We made it to Bluff. I guess you knew that already thanks to our Spot Tracker. The written update has obviously been a little behind the eight ball but we now have technical problems sorted and depending on signal we will attempt to make more regular posts.
We departed Tasmania under motor with almost no wind but hopeful that the forecast winds would soon set in and carry us on to NZ. We were soon visited by a huge pod of dolphins leaping excitedly from the water in formation of five or six at a time. This provided a wonderful distraction for Odin who after waking from a deep sleep had been rather seasick.
We stood at the bow waving and chatting to our friends. As they ducked and weaved below us his face brightened.
“This is great fun Mum.” he said as he rode the waves. Then, “I don’ t want to go to Alaska.”
Thinking the seasickness had put him off I asked “Why not?”
“Because the bears might eat us!”
I assured him that the bears would be hibernating when we arrived and his resolve returned.
We were visited by 2 more large pods of dolphins as the day drew as well as a couple of seals and a number of curious albatross.

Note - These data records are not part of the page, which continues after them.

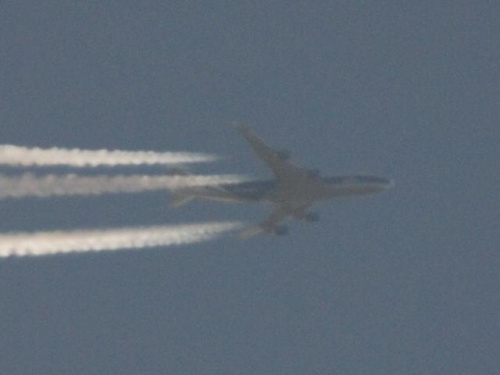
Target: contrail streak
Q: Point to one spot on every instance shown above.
(29, 185)
(60, 242)
(24, 156)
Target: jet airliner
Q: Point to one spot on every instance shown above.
(293, 190)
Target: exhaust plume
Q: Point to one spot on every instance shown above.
(24, 156)
(60, 242)
(29, 185)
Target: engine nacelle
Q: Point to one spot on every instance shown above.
(284, 155)
(312, 217)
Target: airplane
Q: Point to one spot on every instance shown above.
(293, 190)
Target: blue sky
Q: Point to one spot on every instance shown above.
(404, 282)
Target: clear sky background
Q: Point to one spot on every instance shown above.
(405, 282)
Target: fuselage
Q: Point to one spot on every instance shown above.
(295, 193)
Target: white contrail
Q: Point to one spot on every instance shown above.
(59, 242)
(24, 156)
(29, 185)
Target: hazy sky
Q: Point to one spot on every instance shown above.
(405, 282)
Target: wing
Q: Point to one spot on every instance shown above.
(283, 169)
(267, 226)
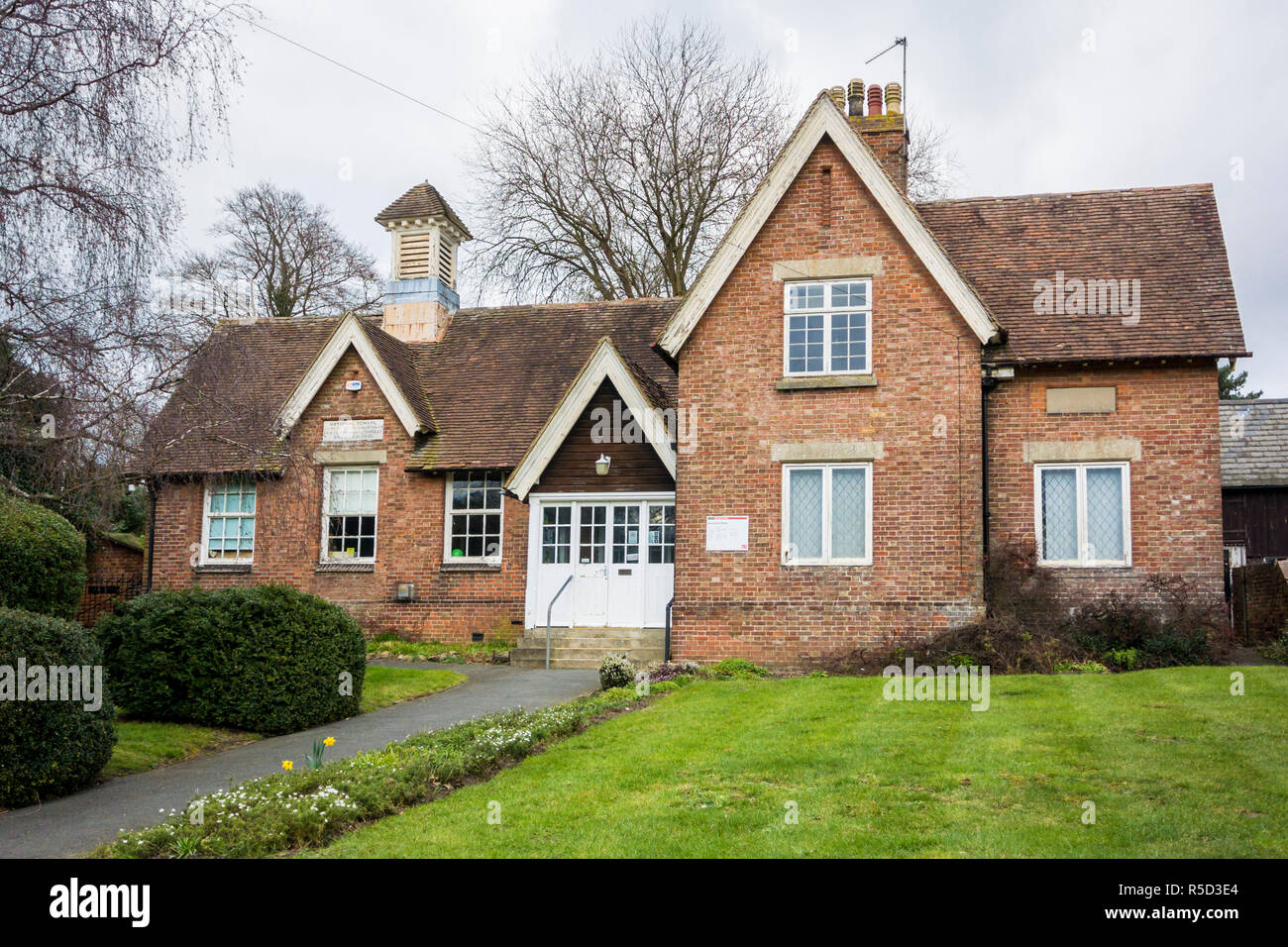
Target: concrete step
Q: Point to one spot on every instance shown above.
(627, 633)
(583, 651)
(587, 651)
(599, 643)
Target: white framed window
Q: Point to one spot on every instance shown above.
(827, 328)
(827, 514)
(351, 497)
(661, 534)
(555, 534)
(1082, 513)
(475, 517)
(228, 522)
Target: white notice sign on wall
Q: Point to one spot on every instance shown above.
(364, 429)
(726, 534)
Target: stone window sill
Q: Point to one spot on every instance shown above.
(800, 382)
(346, 567)
(472, 566)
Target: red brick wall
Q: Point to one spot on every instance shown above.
(451, 604)
(108, 560)
(1175, 486)
(925, 408)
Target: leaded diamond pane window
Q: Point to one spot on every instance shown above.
(1083, 514)
(827, 514)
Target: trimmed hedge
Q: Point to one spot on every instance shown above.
(42, 560)
(267, 659)
(48, 748)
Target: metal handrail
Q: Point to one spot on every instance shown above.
(666, 652)
(550, 608)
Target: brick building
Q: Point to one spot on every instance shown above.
(811, 449)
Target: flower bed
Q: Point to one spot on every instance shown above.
(305, 808)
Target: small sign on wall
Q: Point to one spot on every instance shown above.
(364, 429)
(726, 534)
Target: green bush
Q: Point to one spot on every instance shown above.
(616, 671)
(48, 748)
(738, 668)
(1131, 633)
(267, 659)
(42, 560)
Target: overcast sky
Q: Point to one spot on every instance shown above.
(1038, 98)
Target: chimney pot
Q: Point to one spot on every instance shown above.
(874, 101)
(855, 98)
(894, 98)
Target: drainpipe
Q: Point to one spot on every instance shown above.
(988, 385)
(666, 654)
(153, 528)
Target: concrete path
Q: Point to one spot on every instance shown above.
(76, 823)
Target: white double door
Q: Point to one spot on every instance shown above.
(618, 552)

The motor droned on through the night but as the sun began to rise a moderate southerly filled our sails and our hearts with the promise of a dream passage. With high spirits we \began day 2.
Day 3. We had all settled in. Jirra and Odin were no longer seasick and the rest off us had shaken off that seedy feeling. However the wind had also left us. Motor on we continued awaiting the forecast westerlies. The calm conditions made Jirra’s first day ‘at school’ very pleasant. Not many kids start school midway across the Tasman Sea!

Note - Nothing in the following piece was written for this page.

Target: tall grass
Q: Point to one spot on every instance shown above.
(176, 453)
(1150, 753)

Harnessed on, we spent time out on deck dangling our feet over the side. Cheering as the waves splashed over our legs. The water, surprisingly, was not icy cold but quite moderate. Enticing me to swim… Maybe next time.
We never quite got those great winds but we battled on in sloppy seas with minimal sail. Strangely the winds gusted up to 35kt teasing us before dropping back to 7-15kt. Sleep proved difficult as we slid from one side of the bed to the other and taking our watches was tiring. The drone of the motor and the temperamental autopilot proved an added challenge.

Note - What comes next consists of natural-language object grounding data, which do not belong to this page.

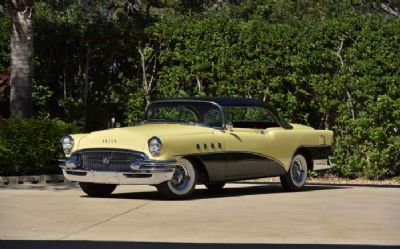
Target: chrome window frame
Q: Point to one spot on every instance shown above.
(189, 101)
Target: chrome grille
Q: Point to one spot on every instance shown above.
(108, 160)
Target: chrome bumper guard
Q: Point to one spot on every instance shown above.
(147, 172)
(321, 164)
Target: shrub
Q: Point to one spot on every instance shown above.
(31, 146)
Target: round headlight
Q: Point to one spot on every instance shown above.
(67, 143)
(154, 146)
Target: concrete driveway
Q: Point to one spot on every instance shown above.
(243, 215)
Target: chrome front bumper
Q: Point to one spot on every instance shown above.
(149, 172)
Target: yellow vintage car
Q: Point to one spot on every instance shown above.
(184, 142)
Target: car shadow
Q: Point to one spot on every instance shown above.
(60, 244)
(249, 189)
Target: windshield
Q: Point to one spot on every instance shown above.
(199, 113)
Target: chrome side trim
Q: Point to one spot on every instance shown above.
(321, 164)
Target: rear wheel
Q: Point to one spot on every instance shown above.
(97, 189)
(296, 177)
(215, 186)
(182, 183)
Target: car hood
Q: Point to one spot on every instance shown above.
(136, 137)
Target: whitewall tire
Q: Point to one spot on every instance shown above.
(183, 181)
(296, 177)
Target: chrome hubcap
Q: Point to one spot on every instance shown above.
(181, 177)
(298, 171)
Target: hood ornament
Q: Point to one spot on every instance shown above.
(109, 141)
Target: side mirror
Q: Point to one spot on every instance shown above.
(229, 126)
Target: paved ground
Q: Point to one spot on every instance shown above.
(241, 216)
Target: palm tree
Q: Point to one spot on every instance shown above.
(21, 59)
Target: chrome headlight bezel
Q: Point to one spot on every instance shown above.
(67, 143)
(154, 145)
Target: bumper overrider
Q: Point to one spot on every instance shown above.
(148, 172)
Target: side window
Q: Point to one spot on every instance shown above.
(212, 118)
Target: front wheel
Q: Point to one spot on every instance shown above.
(182, 183)
(97, 189)
(296, 177)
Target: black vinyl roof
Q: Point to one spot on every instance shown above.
(225, 101)
(235, 102)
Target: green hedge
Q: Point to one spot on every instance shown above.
(31, 146)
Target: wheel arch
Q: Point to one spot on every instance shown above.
(307, 154)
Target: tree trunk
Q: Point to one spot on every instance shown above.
(21, 60)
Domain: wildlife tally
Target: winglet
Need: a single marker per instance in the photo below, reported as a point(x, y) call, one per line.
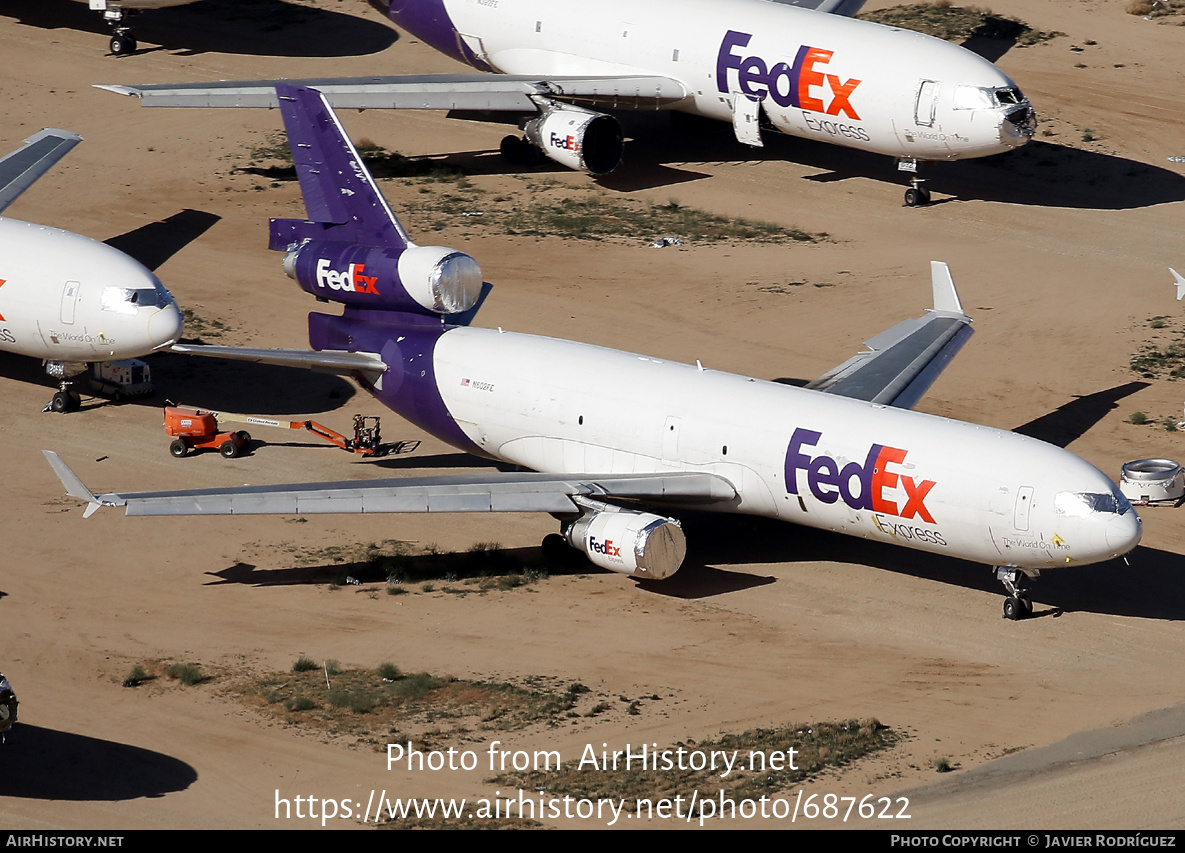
point(24, 166)
point(946, 297)
point(340, 196)
point(74, 485)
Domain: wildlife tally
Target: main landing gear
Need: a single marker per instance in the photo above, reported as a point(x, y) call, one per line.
point(1018, 604)
point(516, 149)
point(917, 196)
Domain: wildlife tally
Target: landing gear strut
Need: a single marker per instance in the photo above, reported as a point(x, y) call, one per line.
point(1017, 605)
point(66, 399)
point(917, 196)
point(122, 40)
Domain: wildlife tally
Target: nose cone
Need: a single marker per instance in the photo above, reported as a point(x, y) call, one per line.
point(1018, 124)
point(1123, 532)
point(165, 325)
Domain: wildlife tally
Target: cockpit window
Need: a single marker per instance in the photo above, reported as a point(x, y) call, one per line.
point(1009, 97)
point(1082, 504)
point(973, 97)
point(127, 300)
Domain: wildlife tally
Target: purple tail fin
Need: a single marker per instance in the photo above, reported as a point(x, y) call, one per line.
point(341, 199)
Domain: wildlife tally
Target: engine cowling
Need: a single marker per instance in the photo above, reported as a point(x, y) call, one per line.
point(424, 280)
point(639, 544)
point(578, 138)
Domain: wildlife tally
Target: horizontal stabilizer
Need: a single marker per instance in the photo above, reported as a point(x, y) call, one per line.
point(74, 486)
point(344, 363)
point(903, 361)
point(21, 168)
point(516, 492)
point(455, 91)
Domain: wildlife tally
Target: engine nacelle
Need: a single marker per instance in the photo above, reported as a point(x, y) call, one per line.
point(641, 545)
point(577, 138)
point(423, 280)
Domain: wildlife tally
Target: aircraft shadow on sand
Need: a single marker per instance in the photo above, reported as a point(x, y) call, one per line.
point(1148, 588)
point(155, 243)
point(243, 386)
point(47, 764)
point(254, 27)
point(1074, 419)
point(236, 386)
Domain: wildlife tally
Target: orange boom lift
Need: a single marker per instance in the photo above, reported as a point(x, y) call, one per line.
point(194, 429)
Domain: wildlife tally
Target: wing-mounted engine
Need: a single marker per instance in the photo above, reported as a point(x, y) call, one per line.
point(638, 544)
point(421, 280)
point(577, 138)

It was just as I began another of these sloppy frustrating watches that Jirra began screaming in horror from the rear cabin. He had seen monsters all around him as he shadows moved on the navigation and instrument lights. I was joined as I had been on most of my watches by a small child wrapped in a doona, sleeping soundly beside me.
The monsters reappeared the following night accompanied by bears and sharks and even polar bears visiting from the Arctic.(Odin’s imagination had also ignited). I sent them on their way and we slept fairly well as Fez steered on through the night.
It was late afternoon on day 6 when I stepped out into the cockpit and caught the first glimpse of NZ. A small piece of the SW corner finally showed itself through the cloud. Our excitement tempered slightly by the knowledge that it would be another 18 hrs before we made landfall.
We finally made contact with Meri on Bluff Fisherman’s Radio. She quickly arranged for Customs to meet us and set about finding us a berth. And as darkness set in we made our way into Foveaux Strait.
As day broke Stewart Island began to emerge from low lying cloud and as the wind picked up from the north the light showers eased. A golden sunrise at our bow. I rolled out the remaining headsail and turned off the autopilot determined to sail the rest of the way by hand. I didn’t care that our speed had dropped to a little over 3kts. What was the hurry? We had a lot of tidying to do and an excess of food to process. Otherwise it would be confiscated by agriculture and fisheries!
However as I left my post the engine mysteriously revved up and we began rushing madly to clear the cockpit, have showers etc. I found myself madly whipping up banana cake and vegie soup in a last ditch effort to save our food.
With the soup well underway I stepped outside as we rounded Stirling Point at the entrance to Bluff. The sky was brilliant blue and the sun hot. A big change to the constant overcast skies of the last six days. We posed for a photo on deck to show we had made it.
In just a little more than 7 days we had made an uneventful crossing of the Tasman and were tied up amongst the fishing boats that call Bluff Harbour home. Greeted by Customs almost immediately we had little time to celebrate. But later in a stolen moment with Odin I was able to process our achievement.
“You made it across the ocean Bubby. You’re only 3 and you’ve already crossed the ocean!”
Beaming with pride he hugged me back and replied, “Yes! And it was a big ocean Mum!”
Exploring Bluff would have to wait. MAF (Ministry of Agriculture and Fisheries) would not come until the morning meaning we could not leave the boat until then. Bummer! Oh well we now had extra time to consume the remaining fruit, veg and meat. And maybe have a full night’s sleep!
Love to all. We really miss you already!